You just have to be ready for anything these days...here's a story I found interesting from the RENNlist.com website:
I had very poor experience with "Bosch Remanufactured" alternators on a Mercedes I owned for many years. Two alternator failures in less than 40,000 miles was bad enough, but the third unit had a bearing noise right from the start.
I complained to the shop that sold them. When I threatened to complain to Bosch, the owner confessed that someone in a town named Sleepy Hollow (I am not making this up) rebuilt them in his basement. What he actually did was get them working again and clean them. He had evidently repaired an electrical failure on a ~300,000 mile unit, and that is why the bearing made noise.
The units came in brand new Bosch boxes with credible-looking instructions, evidently from new or Bosch-reman units the fellow had sold. I am afraid it is caveat emptor in the rebuilt parts business. There is a lot of money there, and anywhere there is money, the scams follow.
Even new parts can fail, so buy whatever from a reputable place. If you do not trust rebuilts, go and purchase a brand new one from a Mercedes dealer. If that is too expensive, the independent shops that service the high-end makes will tell you where to get it done. Far too often, however, people balk at the price of quality work, and then seek out the least costly alternative and shop by price alone, not warranty or service. And that is where the trouble begins!
I had the alternator replaced with a remanufactured unit in 1999, not a problem since. The starter was rebuilt locally too, but caused problems that we finally sorted out. May you just have good luck with the endeavor!
You also can, if buying something over the counter, inspect it right then and there: if you see things you don't like, get a different box. If that offers a marginal looking product, try a third. If you are not satisfied there, walk away.

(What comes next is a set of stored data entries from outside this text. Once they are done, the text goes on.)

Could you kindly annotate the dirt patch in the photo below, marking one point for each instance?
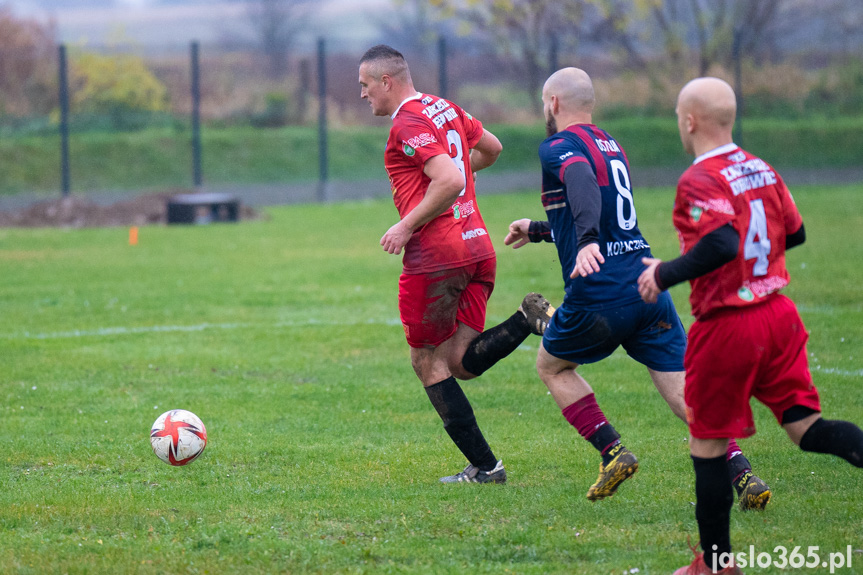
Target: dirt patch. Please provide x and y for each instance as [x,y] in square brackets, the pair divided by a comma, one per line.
[79,212]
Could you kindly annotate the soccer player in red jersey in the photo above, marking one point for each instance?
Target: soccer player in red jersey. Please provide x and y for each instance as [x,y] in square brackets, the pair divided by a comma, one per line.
[735,219]
[433,150]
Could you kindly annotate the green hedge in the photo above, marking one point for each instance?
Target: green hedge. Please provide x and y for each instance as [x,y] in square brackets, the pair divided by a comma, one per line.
[160,158]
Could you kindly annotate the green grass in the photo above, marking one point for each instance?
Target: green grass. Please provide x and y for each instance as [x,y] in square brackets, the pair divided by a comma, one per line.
[161,158]
[324,453]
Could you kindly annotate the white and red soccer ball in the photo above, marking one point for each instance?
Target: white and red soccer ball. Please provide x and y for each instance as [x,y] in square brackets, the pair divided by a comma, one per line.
[178,437]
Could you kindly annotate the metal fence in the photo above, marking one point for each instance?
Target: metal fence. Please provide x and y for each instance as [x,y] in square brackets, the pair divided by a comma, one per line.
[214,88]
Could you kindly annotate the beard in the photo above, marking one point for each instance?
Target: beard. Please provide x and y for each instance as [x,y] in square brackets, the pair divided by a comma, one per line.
[550,125]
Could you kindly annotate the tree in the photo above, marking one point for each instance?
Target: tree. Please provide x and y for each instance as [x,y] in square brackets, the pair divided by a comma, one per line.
[276,22]
[119,87]
[524,31]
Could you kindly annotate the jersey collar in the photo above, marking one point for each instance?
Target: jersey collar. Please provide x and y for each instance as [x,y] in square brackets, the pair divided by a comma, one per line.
[716,152]
[416,96]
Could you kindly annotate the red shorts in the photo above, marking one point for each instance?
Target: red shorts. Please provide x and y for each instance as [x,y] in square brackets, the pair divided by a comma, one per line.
[432,305]
[736,354]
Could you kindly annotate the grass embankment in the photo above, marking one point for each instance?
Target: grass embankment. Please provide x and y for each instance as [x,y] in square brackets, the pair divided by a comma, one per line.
[162,158]
[324,454]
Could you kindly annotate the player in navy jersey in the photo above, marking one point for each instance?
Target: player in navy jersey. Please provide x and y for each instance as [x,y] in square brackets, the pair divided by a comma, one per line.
[735,219]
[449,264]
[587,196]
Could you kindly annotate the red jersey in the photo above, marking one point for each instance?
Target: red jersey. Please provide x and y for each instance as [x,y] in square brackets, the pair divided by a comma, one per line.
[729,185]
[423,127]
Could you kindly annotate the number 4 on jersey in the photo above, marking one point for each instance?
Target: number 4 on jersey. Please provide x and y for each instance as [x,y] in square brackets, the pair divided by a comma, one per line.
[757,249]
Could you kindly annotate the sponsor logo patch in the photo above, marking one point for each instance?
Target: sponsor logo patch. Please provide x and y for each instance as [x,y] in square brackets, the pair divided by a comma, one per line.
[423,139]
[745,294]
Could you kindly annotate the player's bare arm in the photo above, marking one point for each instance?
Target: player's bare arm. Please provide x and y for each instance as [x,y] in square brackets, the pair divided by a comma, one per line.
[517,235]
[446,184]
[648,289]
[587,261]
[485,152]
[711,252]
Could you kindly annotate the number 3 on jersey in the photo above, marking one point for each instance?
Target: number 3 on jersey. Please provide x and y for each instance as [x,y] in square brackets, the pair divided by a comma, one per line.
[757,249]
[454,141]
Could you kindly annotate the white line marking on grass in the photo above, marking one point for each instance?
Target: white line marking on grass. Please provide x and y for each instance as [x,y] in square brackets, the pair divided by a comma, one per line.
[106,331]
[835,371]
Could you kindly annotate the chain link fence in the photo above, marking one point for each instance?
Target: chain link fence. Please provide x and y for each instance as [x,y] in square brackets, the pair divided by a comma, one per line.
[126,118]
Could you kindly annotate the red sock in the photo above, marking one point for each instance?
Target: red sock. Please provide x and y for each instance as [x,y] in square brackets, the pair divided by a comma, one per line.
[585,415]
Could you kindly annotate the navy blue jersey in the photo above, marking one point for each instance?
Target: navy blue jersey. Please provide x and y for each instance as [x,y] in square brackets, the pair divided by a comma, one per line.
[619,239]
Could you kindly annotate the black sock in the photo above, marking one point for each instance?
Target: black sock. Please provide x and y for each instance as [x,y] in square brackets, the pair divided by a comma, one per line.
[459,422]
[738,466]
[713,501]
[495,344]
[605,439]
[836,437]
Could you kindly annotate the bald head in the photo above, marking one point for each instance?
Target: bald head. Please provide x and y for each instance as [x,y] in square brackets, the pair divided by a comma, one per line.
[706,109]
[573,89]
[567,99]
[711,100]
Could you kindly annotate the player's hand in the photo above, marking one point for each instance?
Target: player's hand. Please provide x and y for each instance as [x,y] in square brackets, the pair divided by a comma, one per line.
[518,233]
[396,238]
[587,261]
[647,288]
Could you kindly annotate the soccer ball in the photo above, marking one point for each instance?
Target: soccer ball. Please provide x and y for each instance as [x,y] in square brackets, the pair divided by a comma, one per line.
[178,437]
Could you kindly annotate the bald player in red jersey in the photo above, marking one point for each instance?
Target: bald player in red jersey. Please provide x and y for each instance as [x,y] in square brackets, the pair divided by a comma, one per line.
[433,150]
[735,219]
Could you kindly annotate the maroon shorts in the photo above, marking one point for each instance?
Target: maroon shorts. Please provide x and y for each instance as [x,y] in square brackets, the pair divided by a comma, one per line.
[432,305]
[736,354]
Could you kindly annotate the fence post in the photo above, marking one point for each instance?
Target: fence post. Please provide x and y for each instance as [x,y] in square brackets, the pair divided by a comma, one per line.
[554,54]
[197,175]
[442,83]
[738,85]
[64,121]
[322,122]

Local places will not "remanufacture" but rather "rebuild" alternators. Aside from fixing the obvious broken parts, you can tell them what else to do. Maybe you have a Pagoda with 300K+ miles on it; new bearings might be in order. The only challenge you might find is if your alternator is totally trashed the cost to rebuild might exceed the cost of a reman unit. Let's hope you do not run into anything like that, but if a screw or foreign object got inside, it is trashed.